Em uma das noites, fui à apresentação musical. A desorganização me permitia circular até a um passo do palco, assim como permitia a todos. Lembro-me que gostaria de ver e ouvir Marlui Miranda e sempre anunciavam ao microfone que ela ainda não havia chegado e que assim que acabasse o seu show em São Paulo, viria. Concluí que ela chegaria muito tarde e, vencido e maltratado pela viagem e pelas péssimas acomodações – o colchonete não tinha mais do que dois centímetros de espessura e o frio me congelava até os cabelos, o almoço era um marmitex de alumínio do qual escapavam um arroz empapado e uma laranja – não pude esperar.



Antes disso, enquanto alguma banda estava se apresentando, e eu rodava pelo gramado, vi dois artistas que conversavam. Como eu escrevia sobre música, imaginei que teria assunto para me aproximar deles e termos uma boa conversa. Eram João Bosco e Ivan Lins. O mineiro João Bosco, com sua tradicional barba, não se apresentava exótico. Ivan Lins usava um par de longas botas e algo como um crochê, um xale ou cachecol, sobre a roupa. O frio piracicabano e sendo uma apresentação em estádio aberto requeriam, sim, algo para proteção.

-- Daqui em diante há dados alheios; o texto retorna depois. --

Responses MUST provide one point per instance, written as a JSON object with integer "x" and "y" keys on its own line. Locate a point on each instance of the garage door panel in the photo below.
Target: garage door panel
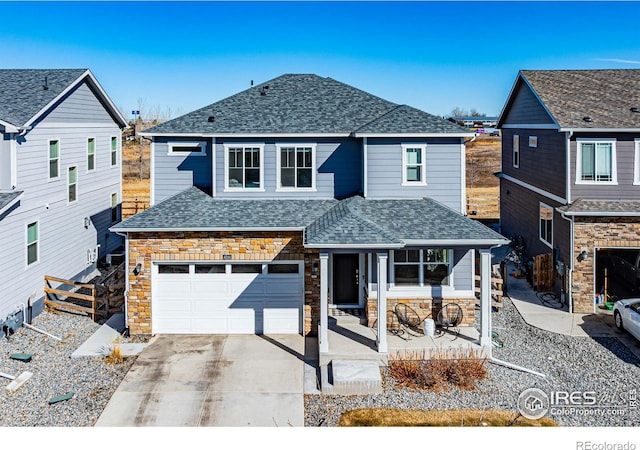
{"x": 283, "y": 287}
{"x": 227, "y": 302}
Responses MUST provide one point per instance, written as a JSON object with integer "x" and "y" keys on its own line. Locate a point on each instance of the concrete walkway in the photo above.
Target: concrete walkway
{"x": 234, "y": 380}
{"x": 560, "y": 321}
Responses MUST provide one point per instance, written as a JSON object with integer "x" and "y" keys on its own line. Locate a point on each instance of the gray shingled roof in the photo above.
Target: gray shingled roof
{"x": 602, "y": 208}
{"x": 295, "y": 103}
{"x": 354, "y": 222}
{"x": 193, "y": 209}
{"x": 7, "y": 198}
{"x": 22, "y": 92}
{"x": 606, "y": 96}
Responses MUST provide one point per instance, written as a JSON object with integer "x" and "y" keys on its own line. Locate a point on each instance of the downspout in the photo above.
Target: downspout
{"x": 365, "y": 177}
{"x": 126, "y": 278}
{"x": 570, "y": 268}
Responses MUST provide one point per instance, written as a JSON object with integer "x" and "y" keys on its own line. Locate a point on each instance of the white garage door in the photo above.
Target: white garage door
{"x": 209, "y": 298}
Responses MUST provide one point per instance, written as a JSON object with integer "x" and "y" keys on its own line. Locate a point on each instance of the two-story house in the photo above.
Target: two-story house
{"x": 60, "y": 171}
{"x": 297, "y": 194}
{"x": 570, "y": 180}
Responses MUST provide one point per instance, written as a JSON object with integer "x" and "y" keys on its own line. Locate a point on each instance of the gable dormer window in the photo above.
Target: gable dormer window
{"x": 596, "y": 162}
{"x": 243, "y": 167}
{"x": 296, "y": 163}
{"x": 413, "y": 166}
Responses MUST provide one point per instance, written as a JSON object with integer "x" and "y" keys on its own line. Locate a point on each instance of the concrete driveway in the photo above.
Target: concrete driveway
{"x": 235, "y": 380}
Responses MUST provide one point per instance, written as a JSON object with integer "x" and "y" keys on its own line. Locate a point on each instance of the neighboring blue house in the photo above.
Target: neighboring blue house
{"x": 299, "y": 194}
{"x": 60, "y": 172}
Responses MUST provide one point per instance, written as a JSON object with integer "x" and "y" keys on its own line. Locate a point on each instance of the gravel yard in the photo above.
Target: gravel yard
{"x": 55, "y": 373}
{"x": 603, "y": 365}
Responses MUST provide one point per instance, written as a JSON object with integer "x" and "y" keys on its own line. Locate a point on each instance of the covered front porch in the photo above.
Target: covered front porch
{"x": 368, "y": 336}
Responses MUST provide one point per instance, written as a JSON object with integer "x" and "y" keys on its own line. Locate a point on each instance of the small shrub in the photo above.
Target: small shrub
{"x": 440, "y": 369}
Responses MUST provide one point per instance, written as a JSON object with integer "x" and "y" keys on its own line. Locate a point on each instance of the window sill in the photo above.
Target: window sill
{"x": 598, "y": 183}
{"x": 242, "y": 190}
{"x": 413, "y": 184}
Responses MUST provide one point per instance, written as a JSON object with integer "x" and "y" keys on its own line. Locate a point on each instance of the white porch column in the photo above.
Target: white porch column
{"x": 485, "y": 298}
{"x": 382, "y": 302}
{"x": 323, "y": 335}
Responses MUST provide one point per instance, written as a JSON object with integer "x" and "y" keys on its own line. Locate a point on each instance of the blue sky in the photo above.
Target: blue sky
{"x": 174, "y": 57}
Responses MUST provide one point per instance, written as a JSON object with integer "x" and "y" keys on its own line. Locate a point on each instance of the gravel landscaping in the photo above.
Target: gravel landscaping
{"x": 55, "y": 373}
{"x": 602, "y": 365}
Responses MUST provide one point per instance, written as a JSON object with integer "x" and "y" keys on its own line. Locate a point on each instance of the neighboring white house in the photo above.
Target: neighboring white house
{"x": 60, "y": 180}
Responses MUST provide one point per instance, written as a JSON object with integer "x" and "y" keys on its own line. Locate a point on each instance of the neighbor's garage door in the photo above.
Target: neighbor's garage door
{"x": 247, "y": 298}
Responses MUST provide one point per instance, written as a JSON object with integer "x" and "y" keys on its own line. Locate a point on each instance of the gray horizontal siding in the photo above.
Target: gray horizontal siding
{"x": 64, "y": 242}
{"x": 175, "y": 173}
{"x": 526, "y": 108}
{"x": 79, "y": 105}
{"x": 338, "y": 169}
{"x": 543, "y": 166}
{"x": 443, "y": 171}
{"x": 625, "y": 156}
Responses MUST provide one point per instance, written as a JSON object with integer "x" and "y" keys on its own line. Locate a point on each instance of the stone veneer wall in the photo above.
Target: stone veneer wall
{"x": 146, "y": 248}
{"x": 423, "y": 306}
{"x": 592, "y": 232}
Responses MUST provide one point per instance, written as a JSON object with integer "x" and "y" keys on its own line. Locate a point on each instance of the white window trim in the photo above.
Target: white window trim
{"x": 636, "y": 163}
{"x": 111, "y": 207}
{"x": 26, "y": 245}
{"x": 227, "y": 146}
{"x": 614, "y": 162}
{"x": 423, "y": 165}
{"x": 49, "y": 141}
{"x": 544, "y": 241}
{"x": 76, "y": 184}
{"x": 200, "y": 148}
{"x": 420, "y": 288}
{"x": 111, "y": 151}
{"x": 95, "y": 153}
{"x": 279, "y": 187}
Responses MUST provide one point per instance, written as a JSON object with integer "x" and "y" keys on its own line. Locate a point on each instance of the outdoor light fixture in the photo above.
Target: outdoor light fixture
{"x": 583, "y": 255}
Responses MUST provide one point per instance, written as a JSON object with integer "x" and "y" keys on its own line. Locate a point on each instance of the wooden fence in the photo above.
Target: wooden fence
{"x": 498, "y": 285}
{"x": 543, "y": 276}
{"x": 98, "y": 300}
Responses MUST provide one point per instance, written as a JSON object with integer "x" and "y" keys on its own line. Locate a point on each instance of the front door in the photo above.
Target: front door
{"x": 345, "y": 278}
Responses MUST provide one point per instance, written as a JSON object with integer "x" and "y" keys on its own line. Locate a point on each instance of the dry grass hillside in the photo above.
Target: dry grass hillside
{"x": 483, "y": 187}
{"x": 483, "y": 192}
{"x": 135, "y": 177}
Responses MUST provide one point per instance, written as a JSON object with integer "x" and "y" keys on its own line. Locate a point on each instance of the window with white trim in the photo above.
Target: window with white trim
{"x": 114, "y": 151}
{"x": 54, "y": 159}
{"x": 596, "y": 162}
{"x": 413, "y": 164}
{"x": 91, "y": 154}
{"x": 296, "y": 166}
{"x": 243, "y": 167}
{"x": 636, "y": 163}
{"x": 422, "y": 267}
{"x": 32, "y": 243}
{"x": 72, "y": 183}
{"x": 114, "y": 207}
{"x": 187, "y": 148}
{"x": 546, "y": 224}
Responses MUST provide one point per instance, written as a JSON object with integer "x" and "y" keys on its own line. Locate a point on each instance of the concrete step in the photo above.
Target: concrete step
{"x": 345, "y": 316}
{"x": 351, "y": 377}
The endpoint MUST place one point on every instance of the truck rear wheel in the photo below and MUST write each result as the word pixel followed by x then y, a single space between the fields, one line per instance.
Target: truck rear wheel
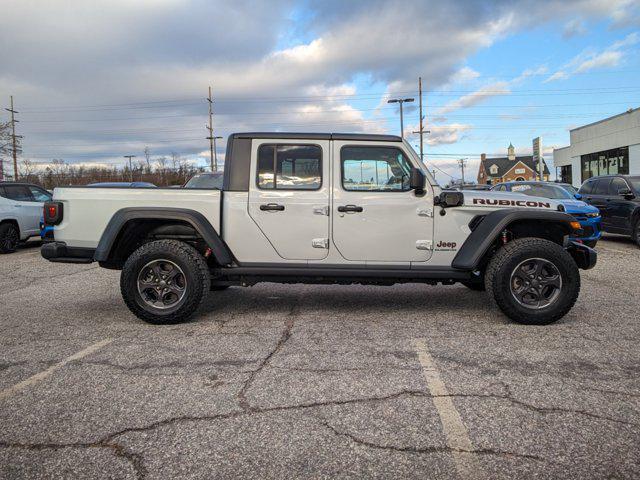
pixel 533 281
pixel 164 282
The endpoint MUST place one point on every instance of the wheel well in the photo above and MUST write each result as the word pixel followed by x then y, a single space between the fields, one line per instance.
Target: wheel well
pixel 137 232
pixel 548 230
pixel 13 222
pixel 553 231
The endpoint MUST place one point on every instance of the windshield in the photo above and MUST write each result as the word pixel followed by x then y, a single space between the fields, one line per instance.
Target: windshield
pixel 541 190
pixel 206 180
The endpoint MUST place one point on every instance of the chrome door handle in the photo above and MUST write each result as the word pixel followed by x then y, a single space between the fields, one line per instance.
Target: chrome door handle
pixel 272 207
pixel 349 208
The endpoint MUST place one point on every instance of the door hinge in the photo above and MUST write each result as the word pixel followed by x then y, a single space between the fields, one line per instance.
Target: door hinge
pixel 320 243
pixel 424 245
pixel 321 210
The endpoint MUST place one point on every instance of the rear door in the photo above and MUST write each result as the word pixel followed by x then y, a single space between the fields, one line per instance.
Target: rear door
pixel 376 218
pixel 619 208
pixel 289 196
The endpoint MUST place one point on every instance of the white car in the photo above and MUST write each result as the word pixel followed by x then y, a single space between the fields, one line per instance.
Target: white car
pixel 20 213
pixel 321 208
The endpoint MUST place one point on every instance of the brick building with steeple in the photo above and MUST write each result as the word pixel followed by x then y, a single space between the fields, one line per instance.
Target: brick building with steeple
pixel 509 168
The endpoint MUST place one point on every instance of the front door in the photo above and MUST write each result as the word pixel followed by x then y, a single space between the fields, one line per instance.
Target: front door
pixel 376 217
pixel 289 196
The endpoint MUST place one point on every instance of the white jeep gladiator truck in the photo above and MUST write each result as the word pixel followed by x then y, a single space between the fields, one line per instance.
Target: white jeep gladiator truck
pixel 320 208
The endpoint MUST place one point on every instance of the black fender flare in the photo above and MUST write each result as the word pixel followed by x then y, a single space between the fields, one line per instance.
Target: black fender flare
pixel 481 239
pixel 198 221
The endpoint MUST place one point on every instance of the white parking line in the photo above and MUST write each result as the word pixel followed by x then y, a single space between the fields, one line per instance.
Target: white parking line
pixel 45 373
pixel 455 432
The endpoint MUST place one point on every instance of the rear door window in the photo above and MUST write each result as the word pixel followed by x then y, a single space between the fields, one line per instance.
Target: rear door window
pixel 616 185
pixel 602 186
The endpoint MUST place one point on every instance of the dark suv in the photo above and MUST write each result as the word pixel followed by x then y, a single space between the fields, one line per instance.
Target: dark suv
pixel 618 199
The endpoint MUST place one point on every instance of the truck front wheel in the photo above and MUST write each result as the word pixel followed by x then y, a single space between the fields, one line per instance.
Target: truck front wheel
pixel 164 282
pixel 533 281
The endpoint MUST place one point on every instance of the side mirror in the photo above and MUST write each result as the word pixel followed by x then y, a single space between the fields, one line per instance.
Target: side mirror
pixel 450 199
pixel 626 193
pixel 416 181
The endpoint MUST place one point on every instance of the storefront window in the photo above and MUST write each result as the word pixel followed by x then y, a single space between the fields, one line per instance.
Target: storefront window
pixel 565 174
pixel 609 162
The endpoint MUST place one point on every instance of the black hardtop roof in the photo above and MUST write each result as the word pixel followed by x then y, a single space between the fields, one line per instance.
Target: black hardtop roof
pixel 5 182
pixel 319 136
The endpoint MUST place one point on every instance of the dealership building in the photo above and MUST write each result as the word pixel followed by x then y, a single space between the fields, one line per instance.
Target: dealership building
pixel 606 147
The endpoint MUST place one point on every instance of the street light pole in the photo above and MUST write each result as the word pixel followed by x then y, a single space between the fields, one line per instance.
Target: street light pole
pixel 401 101
pixel 130 166
pixel 214 165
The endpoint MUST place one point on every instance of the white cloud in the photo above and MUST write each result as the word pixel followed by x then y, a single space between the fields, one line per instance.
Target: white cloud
pixel 601 60
pixel 574 28
pixel 589 60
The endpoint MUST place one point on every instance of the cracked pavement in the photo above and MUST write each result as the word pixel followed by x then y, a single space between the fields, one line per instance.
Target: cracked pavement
pixel 303 381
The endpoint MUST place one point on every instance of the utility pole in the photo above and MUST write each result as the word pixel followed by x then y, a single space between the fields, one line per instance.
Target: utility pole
pixel 462 163
pixel 211 137
pixel 130 166
pixel 401 101
pixel 215 151
pixel 14 140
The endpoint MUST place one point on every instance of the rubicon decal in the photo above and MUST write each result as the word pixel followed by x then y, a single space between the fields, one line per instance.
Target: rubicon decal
pixel 511 203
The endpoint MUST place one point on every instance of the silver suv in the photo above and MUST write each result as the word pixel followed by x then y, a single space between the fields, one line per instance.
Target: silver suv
pixel 20 212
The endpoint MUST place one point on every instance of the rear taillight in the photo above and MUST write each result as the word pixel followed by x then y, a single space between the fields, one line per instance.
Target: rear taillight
pixel 52 213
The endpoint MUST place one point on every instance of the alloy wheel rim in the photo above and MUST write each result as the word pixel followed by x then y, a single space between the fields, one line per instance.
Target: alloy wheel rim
pixel 161 284
pixel 535 283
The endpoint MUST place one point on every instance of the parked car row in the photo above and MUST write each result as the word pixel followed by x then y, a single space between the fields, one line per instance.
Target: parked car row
pixel 618 199
pixel 608 203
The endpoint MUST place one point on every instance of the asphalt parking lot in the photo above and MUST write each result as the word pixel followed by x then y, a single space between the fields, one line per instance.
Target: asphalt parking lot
pixel 279 381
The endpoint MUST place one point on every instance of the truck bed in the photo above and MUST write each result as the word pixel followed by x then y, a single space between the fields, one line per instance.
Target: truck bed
pixel 87 210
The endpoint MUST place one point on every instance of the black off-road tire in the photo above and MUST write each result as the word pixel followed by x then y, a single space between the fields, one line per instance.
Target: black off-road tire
pixel 9 238
pixel 509 257
pixel 196 276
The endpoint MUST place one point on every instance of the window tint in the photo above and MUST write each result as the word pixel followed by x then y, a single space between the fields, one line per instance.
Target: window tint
pixel 602 186
pixel 616 185
pixel 40 195
pixel 19 193
pixel 374 169
pixel 297 167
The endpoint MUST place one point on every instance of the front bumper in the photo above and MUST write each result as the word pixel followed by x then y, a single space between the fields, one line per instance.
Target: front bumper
pixel 591 229
pixel 60 252
pixel 584 256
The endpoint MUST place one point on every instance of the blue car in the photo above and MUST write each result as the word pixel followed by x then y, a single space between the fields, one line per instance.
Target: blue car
pixel 588 215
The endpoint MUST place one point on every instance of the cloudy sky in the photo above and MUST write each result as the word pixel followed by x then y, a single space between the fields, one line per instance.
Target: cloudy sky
pixel 95 80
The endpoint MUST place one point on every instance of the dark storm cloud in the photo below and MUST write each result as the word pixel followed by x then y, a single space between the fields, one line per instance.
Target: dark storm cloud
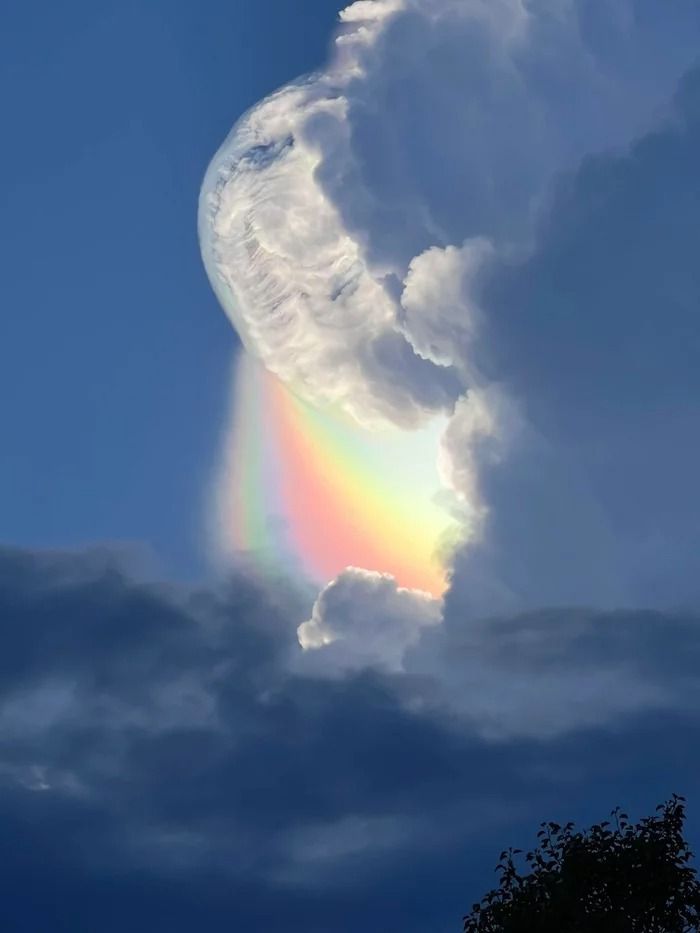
pixel 158 754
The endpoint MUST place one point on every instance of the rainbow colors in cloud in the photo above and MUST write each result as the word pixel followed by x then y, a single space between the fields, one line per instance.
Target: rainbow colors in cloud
pixel 310 490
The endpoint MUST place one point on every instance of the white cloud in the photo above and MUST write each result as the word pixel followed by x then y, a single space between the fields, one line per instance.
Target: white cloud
pixel 353 212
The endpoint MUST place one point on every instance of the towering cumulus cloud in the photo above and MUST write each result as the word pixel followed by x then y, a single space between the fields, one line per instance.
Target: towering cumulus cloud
pixel 370 230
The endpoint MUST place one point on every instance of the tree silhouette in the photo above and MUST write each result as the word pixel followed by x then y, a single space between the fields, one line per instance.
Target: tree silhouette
pixel 620 878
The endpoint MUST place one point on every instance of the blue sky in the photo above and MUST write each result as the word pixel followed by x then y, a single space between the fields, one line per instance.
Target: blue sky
pixel 521 202
pixel 114 355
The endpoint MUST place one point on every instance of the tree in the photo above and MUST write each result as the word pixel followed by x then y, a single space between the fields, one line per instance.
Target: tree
pixel 608 879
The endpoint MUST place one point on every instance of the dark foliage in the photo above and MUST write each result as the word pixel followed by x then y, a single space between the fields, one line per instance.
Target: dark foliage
pixel 620 878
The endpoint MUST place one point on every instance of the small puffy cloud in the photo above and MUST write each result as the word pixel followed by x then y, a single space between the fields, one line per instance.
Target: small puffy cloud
pixel 164 753
pixel 362 618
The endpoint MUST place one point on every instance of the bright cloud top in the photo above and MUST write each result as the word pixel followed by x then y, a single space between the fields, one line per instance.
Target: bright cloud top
pixel 347 224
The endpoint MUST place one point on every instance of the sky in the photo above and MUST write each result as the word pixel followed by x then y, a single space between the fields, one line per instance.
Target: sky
pixel 306 618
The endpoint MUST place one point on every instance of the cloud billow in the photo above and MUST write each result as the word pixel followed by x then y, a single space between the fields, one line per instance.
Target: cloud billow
pixel 385 236
pixel 164 752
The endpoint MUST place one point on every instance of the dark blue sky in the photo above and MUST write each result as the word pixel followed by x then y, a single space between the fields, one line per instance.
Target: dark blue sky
pixel 169 756
pixel 114 355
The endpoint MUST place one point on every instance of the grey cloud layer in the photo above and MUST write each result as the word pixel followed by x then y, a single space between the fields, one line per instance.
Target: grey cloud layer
pixel 158 751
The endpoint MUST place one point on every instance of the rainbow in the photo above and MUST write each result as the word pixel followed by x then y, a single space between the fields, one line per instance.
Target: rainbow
pixel 311 491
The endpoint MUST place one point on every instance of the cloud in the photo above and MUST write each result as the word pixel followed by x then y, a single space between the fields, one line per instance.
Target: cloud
pixel 362 618
pixel 433 124
pixel 386 235
pixel 162 751
pixel 595 335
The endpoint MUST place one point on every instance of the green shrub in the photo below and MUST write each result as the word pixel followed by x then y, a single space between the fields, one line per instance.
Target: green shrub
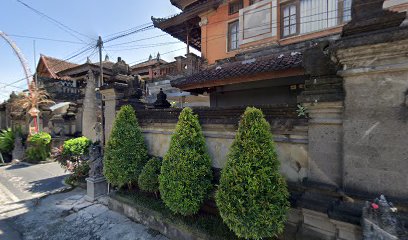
pixel 39 147
pixel 252 196
pixel 7 138
pixel 72 155
pixel 76 148
pixel 186 175
pixel 126 152
pixel 149 178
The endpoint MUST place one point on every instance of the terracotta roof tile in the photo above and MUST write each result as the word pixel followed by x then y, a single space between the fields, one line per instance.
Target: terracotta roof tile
pixel 55 65
pixel 242 68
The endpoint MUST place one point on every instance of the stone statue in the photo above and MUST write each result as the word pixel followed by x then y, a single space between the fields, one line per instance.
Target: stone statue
pixel 380 221
pixel 18 151
pixel 161 101
pixel 95 161
pixel 98 132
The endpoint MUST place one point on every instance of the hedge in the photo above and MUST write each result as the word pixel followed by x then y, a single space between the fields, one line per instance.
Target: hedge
pixel 252 196
pixel 126 152
pixel 186 175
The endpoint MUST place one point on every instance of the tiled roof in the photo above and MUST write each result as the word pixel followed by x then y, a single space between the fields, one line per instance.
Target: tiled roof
pixel 55 65
pixel 242 68
pixel 148 63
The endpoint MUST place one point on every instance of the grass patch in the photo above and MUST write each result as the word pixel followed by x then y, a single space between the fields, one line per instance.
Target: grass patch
pixel 209 224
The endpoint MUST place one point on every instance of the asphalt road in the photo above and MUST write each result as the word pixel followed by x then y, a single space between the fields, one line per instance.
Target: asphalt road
pixel 23 181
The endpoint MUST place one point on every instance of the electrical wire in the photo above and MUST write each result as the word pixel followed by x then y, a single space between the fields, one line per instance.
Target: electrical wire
pixel 58 23
pixel 43 38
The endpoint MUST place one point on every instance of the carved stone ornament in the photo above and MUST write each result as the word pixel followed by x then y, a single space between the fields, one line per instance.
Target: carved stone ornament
pixel 95 161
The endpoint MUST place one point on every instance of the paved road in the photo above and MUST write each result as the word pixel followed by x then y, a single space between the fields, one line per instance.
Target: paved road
pixel 62 216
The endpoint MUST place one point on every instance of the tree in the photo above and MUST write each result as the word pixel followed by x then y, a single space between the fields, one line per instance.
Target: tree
pixel 252 196
pixel 29 102
pixel 126 152
pixel 186 175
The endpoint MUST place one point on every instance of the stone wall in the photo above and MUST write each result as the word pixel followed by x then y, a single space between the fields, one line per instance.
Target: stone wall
pixel 291 145
pixel 376 116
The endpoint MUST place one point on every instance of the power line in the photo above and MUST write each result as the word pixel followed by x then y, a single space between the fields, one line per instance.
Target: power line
pixel 43 38
pixel 58 23
pixel 76 54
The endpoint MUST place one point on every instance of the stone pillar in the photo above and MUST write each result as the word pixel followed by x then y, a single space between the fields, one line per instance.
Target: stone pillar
pixel 376 113
pixel 110 96
pixel 179 64
pixel 193 63
pixel 89 112
pixel 323 98
pixel 325 142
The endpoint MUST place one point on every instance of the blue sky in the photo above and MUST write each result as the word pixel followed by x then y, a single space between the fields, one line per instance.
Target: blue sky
pixel 89 17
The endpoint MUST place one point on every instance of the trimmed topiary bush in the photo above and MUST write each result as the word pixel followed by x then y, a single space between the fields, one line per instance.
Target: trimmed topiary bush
pixel 186 175
pixel 76 148
pixel 252 196
pixel 125 152
pixel 149 178
pixel 39 147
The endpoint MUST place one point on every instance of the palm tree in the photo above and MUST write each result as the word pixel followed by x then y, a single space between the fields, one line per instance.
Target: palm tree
pixel 29 102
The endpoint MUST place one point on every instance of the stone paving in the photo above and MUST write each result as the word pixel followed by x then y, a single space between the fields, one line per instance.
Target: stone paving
pixel 68 215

Conversamos algum tempo. Pedi a um estudante que tirasse uma fotografia minha ao lado dos dois. Falei com João Bosco sobre a intérprete Clementina de Jesus cantando “Incompatibilidade de Gênios” e ele imitou a voz grossa de Clementina, em algo como “Dotô, jogava o Flamengo e eu queria iscutá”.



Quanto a Ivan Lins, falei que eu tenho um amigo em Montes Claros – mais tarde, viria a ser meu compadre, já que Dária e eu batizamos Igor Higino, hoje músico – que tem o nome, resumidamente, de Pereira. E expliquei que Pereira tinha – e ainda tem – tanta admiração pela música de Ivan Lins que se ele gravar um assobio em um disco, Pereira o adquirirá. Peguei de uma caneta e um papel e pedi que Ivan Lins não somente autografasse, mas também escrevesse algo para eu entregar para Pereira. E ele o fez com atenção e dedicação. Escreveu um recado para Pereira e, ao término, escreveu também que estava mandando um grande abraço para Tino Gomes, Tico Lopes e o pessoal do Terno de São Benedito. Demonstrou conhecer Montes Claros e sua gente.



A breve (eram muitos artistas anunciados e cada qual cantava pouquíssimas músicas) apresentação de quem estava no palco chegava ao fim. E do microfone veio um som anunciando que Ivan Lins era o próximo a cantar. Ele se despediu de João Bosco e de mim e rumou-se para o palco. 



Eu também me despedi de João Bosco.



E, por motivos muitíssimo óbvios e sequer necessários de serem informados, nunca mais os vi.